What they were up against was a hat. To be precise, a red trucker cap with the words ‘Make America Great Again’ stitched in white thread across the front panel. We all know what we’re talking about: the MAGA hat became an icon of the Trump campaign. We find it here sealed in a Perspex cuboid on a plinth. Whilst I’m sure one motivation for this mode of display is defensive lest – perhaps inspired by the mood of the exhibition – someone should deface or despoil the artefact, there’s also something playful and significant going on. The hastily-conceived, mass-produced item is elevated to the status of great art; it’s a Saxon decorative helmet or the Mona Lisa, near-sacred items to be venerated, fetishized even. It’s perverse, but the MAGA hat is perhaps the most successful piece of design on display: instantly recognisable at rallies and on rolling news footage, the garment communicated its message beyond the legibility of the text itself, a signifier of both belonging and provocation.

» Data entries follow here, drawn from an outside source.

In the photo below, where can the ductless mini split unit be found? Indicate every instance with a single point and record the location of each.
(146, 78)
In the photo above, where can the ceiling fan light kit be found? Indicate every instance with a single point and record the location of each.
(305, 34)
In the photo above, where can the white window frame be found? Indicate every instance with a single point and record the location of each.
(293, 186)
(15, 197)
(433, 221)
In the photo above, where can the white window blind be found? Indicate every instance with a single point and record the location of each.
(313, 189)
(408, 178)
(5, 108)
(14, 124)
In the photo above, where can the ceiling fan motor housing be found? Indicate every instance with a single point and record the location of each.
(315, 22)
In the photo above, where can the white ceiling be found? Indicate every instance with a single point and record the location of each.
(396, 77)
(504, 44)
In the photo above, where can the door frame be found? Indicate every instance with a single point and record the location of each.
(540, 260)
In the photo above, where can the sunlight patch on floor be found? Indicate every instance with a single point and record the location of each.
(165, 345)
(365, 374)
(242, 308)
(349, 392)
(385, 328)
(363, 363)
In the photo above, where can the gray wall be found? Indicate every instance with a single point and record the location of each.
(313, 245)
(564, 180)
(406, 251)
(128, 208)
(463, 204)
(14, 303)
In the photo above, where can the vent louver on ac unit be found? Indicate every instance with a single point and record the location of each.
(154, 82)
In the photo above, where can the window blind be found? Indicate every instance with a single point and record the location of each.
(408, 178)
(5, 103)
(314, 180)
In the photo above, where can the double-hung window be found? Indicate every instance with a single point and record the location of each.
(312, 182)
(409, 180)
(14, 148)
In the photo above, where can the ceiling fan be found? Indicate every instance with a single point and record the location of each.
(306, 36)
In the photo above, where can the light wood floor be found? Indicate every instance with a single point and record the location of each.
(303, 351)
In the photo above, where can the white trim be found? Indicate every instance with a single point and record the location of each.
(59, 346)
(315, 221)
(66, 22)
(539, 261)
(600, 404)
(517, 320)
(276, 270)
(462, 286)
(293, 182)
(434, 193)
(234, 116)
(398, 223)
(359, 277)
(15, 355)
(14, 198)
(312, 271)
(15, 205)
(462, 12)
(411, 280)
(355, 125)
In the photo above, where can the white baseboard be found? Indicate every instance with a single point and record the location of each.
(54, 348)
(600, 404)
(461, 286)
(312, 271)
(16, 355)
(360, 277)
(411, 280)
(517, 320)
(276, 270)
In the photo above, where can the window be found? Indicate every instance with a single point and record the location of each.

Behind the hat is a wall of magazine covers – all carrying a version of Trump’s image – from publications around the world. The Donald’s distinctive features – the bouffant backcomb, the perma-tan, the puckered mouth – have proven irresistible to cartoonists and illustrators. Der Spiegel imagined him as a blazing meteor on path to consume the earth; Time envisaged his face as a wrecking ball; Adbusters cheekily re-positioned its cover barcode on Trump’s top lip as a Hitler moustache; and, perhaps most fittingly, the food magazine Tapas rendered Trump’s profile in baloney and bananas.
We cannot escape Trump. Yet in playing the perfect antagonist he has proven a gift to practitioners of graphic dissent. To return to Auden’s poem, when he writes of the “ironic points of light” that “Flash out wherever the Just / Exchange their messages” he touches on the power of graphic protest exemplified in this exhibition. Creating and sharing are acts of solidarity. The cartoon, the zine, the placard, the flag, the hashtag, and the meme – all can be expressions of Auden’s “affirming flame” that burns all the more brightly in gloomy times.